The sport has a growing number of seniors playing golf across the country. And research has shown that playing golf helps people to live longer.

According to the National Golf Foundation, the number of senior golfers nationally stands at 5.9 million last year, up 27% from five years ago.

A 2020 study has found that elderly golfers live longer lives, concluding that the exercise that they get from walking, boosts in balance and agility, strength and even cognitive process, improves their health.

“I get in shape for golf and golf keeps me in shape,” he said.

Salmon recalled how his uncle, Theron Stinchfield, a school superintendent in Cape Elizabeth, Maine, got him interested in golf when he was a teen. He admired his uncle and the young Salmon found that he “could hit the ball.”

On a pleasant summer afternoon on Monday, Salmon showed that he still can hit the ball during a match against Butler and Kelly Campbell.

For the past six years or so, his partner has been Merle Tousant, 78, who also has a yearning for the sport.

“He must have been a good golfer when he was young,” Tousant said.

The foursome are friends and have a good time playing. While they still have some competitive spirit, it was a day of camaraderie and fun. They encouraged each other to hit a good shot and congratulated them when one did.

There was not a curse word during the entire outing.

“It gets us out of the house,” said Campbell, 76, who’s played in the senior league for years and picked up the game back in the 1950s.

On this Monday, it took them just about three hours to get through the nine holes.

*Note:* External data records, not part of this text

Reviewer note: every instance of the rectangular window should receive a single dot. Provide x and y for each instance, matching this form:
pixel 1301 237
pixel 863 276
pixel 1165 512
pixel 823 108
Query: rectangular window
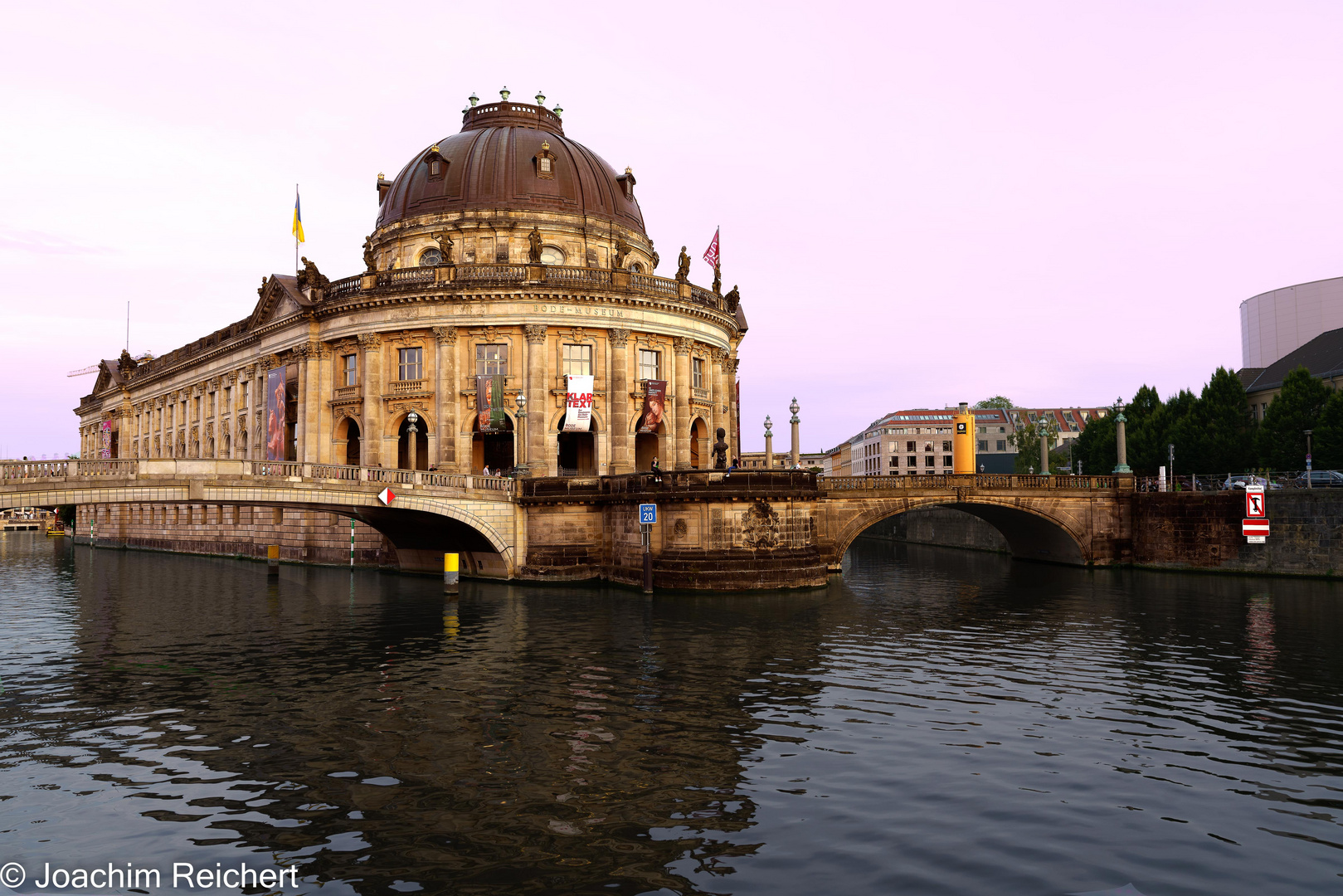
pixel 650 363
pixel 490 360
pixel 577 360
pixel 411 363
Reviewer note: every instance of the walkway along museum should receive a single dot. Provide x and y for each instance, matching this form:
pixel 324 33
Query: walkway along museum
pixel 509 320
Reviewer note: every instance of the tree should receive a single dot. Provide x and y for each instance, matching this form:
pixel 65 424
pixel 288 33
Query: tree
pixel 1282 438
pixel 1217 434
pixel 997 401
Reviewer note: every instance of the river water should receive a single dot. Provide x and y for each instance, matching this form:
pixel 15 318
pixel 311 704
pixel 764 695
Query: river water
pixel 939 722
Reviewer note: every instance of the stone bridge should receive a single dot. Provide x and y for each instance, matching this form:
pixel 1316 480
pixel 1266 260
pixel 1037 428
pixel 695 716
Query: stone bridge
pixel 716 531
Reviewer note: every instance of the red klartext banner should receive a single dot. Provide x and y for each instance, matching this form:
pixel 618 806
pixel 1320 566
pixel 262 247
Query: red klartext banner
pixel 275 414
pixel 577 405
pixel 653 405
pixel 489 403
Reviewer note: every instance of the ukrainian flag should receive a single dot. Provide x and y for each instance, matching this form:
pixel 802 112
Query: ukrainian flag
pixel 299 219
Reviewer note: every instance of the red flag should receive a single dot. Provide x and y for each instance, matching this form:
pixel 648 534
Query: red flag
pixel 711 254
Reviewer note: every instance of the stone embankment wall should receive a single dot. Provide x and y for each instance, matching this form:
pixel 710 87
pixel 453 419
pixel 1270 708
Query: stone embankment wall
pixel 1186 531
pixel 944 527
pixel 227 529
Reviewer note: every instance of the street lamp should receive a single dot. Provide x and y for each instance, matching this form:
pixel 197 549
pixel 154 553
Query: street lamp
pixel 521 426
pixel 1308 484
pixel 412 418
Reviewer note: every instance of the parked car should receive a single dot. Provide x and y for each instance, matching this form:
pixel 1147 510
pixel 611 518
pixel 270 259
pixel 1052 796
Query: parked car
pixel 1321 480
pixel 1241 481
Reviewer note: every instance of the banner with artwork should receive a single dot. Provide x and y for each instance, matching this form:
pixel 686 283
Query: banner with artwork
pixel 275 414
pixel 577 405
pixel 653 403
pixel 489 403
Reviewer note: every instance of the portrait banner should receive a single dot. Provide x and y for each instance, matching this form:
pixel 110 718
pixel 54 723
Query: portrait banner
pixel 577 405
pixel 489 403
pixel 275 414
pixel 653 403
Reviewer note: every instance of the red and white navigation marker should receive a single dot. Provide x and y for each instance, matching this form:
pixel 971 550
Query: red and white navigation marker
pixel 1254 531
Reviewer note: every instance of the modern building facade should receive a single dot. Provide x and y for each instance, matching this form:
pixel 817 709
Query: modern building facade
pixel 1282 320
pixel 505 250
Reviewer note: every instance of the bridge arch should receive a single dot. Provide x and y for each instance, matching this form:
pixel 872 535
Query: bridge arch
pixel 1033 529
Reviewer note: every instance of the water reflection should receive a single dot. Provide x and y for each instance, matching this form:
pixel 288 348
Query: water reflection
pixel 939 722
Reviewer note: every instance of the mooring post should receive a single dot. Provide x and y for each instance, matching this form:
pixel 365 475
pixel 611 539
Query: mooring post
pixel 450 572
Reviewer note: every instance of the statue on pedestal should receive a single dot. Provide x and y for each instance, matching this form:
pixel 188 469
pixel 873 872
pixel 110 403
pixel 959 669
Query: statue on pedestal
pixel 720 451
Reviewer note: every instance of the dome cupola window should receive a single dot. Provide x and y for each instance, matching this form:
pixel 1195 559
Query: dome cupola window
pixel 546 163
pixel 436 163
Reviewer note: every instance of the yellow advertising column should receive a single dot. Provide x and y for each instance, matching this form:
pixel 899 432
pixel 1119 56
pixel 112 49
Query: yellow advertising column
pixel 963 441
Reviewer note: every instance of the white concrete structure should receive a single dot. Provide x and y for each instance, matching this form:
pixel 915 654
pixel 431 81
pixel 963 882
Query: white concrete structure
pixel 1282 320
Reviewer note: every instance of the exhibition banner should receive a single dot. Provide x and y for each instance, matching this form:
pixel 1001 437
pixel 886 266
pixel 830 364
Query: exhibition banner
pixel 275 414
pixel 489 403
pixel 577 405
pixel 653 405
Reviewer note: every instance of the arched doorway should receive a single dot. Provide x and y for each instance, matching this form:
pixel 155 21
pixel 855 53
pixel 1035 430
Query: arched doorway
pixel 351 436
pixel 648 446
pixel 698 444
pixel 492 449
pixel 577 451
pixel 403 444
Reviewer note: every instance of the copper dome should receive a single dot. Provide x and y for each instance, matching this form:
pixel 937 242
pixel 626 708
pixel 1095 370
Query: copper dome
pixel 493 163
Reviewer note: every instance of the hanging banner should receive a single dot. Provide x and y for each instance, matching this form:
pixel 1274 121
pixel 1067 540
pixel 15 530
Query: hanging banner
pixel 489 403
pixel 275 414
pixel 653 403
pixel 577 405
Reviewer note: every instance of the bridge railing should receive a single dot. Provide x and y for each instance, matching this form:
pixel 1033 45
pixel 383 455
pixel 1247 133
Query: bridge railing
pixel 965 480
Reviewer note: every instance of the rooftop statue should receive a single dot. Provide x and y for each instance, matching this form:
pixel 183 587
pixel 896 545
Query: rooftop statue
pixel 533 246
pixel 310 277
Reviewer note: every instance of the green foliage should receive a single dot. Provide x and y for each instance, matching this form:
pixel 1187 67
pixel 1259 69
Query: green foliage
pixel 1282 438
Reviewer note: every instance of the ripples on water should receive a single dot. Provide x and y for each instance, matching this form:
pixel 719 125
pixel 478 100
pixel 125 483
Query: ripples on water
pixel 939 722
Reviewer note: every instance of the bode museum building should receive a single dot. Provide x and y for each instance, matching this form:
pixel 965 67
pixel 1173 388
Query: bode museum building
pixel 509 316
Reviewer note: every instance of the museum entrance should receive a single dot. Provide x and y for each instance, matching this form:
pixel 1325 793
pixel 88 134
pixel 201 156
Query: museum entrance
pixel 403 445
pixel 648 446
pixel 577 451
pixel 492 449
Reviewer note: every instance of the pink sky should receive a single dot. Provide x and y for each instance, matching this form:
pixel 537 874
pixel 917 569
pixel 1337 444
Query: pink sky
pixel 922 203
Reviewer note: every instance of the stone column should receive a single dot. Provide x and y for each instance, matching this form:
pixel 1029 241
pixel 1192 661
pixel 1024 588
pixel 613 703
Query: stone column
pixel 794 453
pixel 445 395
pixel 683 403
pixel 536 406
pixel 371 425
pixel 718 405
pixel 1121 445
pixel 618 436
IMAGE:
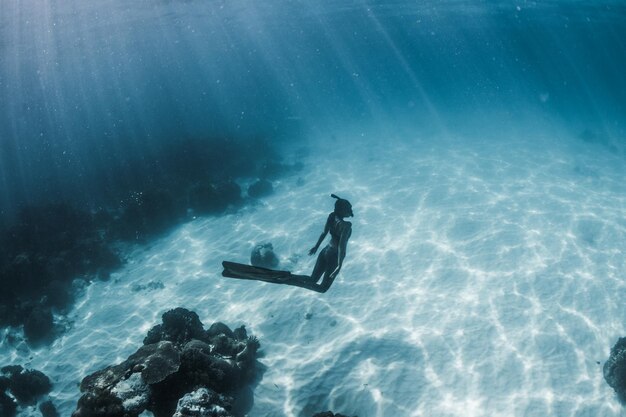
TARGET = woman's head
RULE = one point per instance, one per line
(343, 208)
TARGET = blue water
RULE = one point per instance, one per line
(482, 143)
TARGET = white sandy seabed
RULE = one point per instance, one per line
(482, 279)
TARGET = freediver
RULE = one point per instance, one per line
(328, 263)
(331, 258)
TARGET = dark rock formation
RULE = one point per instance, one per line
(615, 369)
(263, 255)
(260, 188)
(48, 409)
(26, 386)
(43, 252)
(203, 403)
(179, 327)
(8, 407)
(181, 369)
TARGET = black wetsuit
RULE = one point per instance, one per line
(328, 260)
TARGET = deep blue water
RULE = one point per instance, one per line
(90, 88)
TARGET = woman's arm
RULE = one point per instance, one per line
(343, 245)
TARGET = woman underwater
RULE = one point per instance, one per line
(331, 258)
(328, 263)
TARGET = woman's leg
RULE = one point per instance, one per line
(320, 265)
(331, 265)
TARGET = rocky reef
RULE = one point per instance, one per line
(181, 370)
(615, 369)
(52, 248)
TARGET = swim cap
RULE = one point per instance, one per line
(342, 207)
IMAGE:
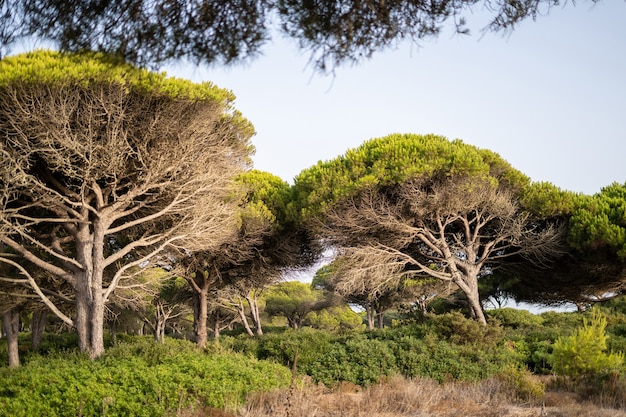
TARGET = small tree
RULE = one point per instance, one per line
(104, 166)
(583, 355)
(294, 300)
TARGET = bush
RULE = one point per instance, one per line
(357, 360)
(582, 355)
(139, 379)
(516, 319)
(457, 328)
(310, 344)
(521, 385)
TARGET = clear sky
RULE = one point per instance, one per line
(550, 97)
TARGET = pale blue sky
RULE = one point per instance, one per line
(550, 97)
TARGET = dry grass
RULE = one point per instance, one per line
(399, 397)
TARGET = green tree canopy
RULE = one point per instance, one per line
(335, 32)
(294, 300)
(405, 206)
(599, 222)
(398, 158)
(104, 166)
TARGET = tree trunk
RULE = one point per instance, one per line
(216, 329)
(37, 327)
(256, 317)
(89, 292)
(370, 316)
(469, 286)
(11, 324)
(201, 325)
(241, 309)
(380, 316)
(89, 321)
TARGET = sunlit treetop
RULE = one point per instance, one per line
(599, 222)
(400, 157)
(267, 197)
(58, 68)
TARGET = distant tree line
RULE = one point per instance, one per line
(128, 201)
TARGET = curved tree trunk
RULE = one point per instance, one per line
(254, 312)
(37, 327)
(371, 314)
(11, 324)
(469, 286)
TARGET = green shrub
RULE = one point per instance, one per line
(138, 379)
(516, 319)
(582, 355)
(310, 344)
(457, 328)
(357, 360)
(521, 384)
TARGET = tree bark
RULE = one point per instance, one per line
(201, 325)
(37, 328)
(11, 324)
(380, 317)
(469, 286)
(200, 287)
(256, 317)
(370, 316)
(241, 309)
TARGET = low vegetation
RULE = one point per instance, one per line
(442, 366)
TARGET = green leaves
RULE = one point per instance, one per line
(395, 159)
(583, 354)
(600, 221)
(57, 68)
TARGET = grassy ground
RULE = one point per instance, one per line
(399, 397)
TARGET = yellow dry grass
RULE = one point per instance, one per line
(399, 397)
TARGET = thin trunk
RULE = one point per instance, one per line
(200, 285)
(241, 309)
(469, 286)
(256, 317)
(37, 328)
(201, 325)
(380, 317)
(216, 329)
(11, 324)
(370, 316)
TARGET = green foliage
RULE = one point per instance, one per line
(544, 199)
(335, 318)
(140, 378)
(458, 329)
(268, 196)
(583, 354)
(515, 318)
(358, 359)
(600, 221)
(309, 344)
(394, 159)
(522, 384)
(293, 300)
(58, 68)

During the day, he repeated his golf motto several times — move the ball forward.

On a par 3 hole, Van Buren handed him a wedge and Salmon hit the ball about 80 yards to get on the green on his second shot.

“Beautiful, Peter,” Butler said.

“I can still play at it,” Salmon responded.

He subsequently two putted the hole for a four.

On the next hole, Salmon did not hit a shot particularly well.

“Terrible, terrible, terrible,” he remarked.

But that’s the game of golf. He’ll be back at it this Monday.

“If I live to be 100, I’ll play when I’m 100,” he said.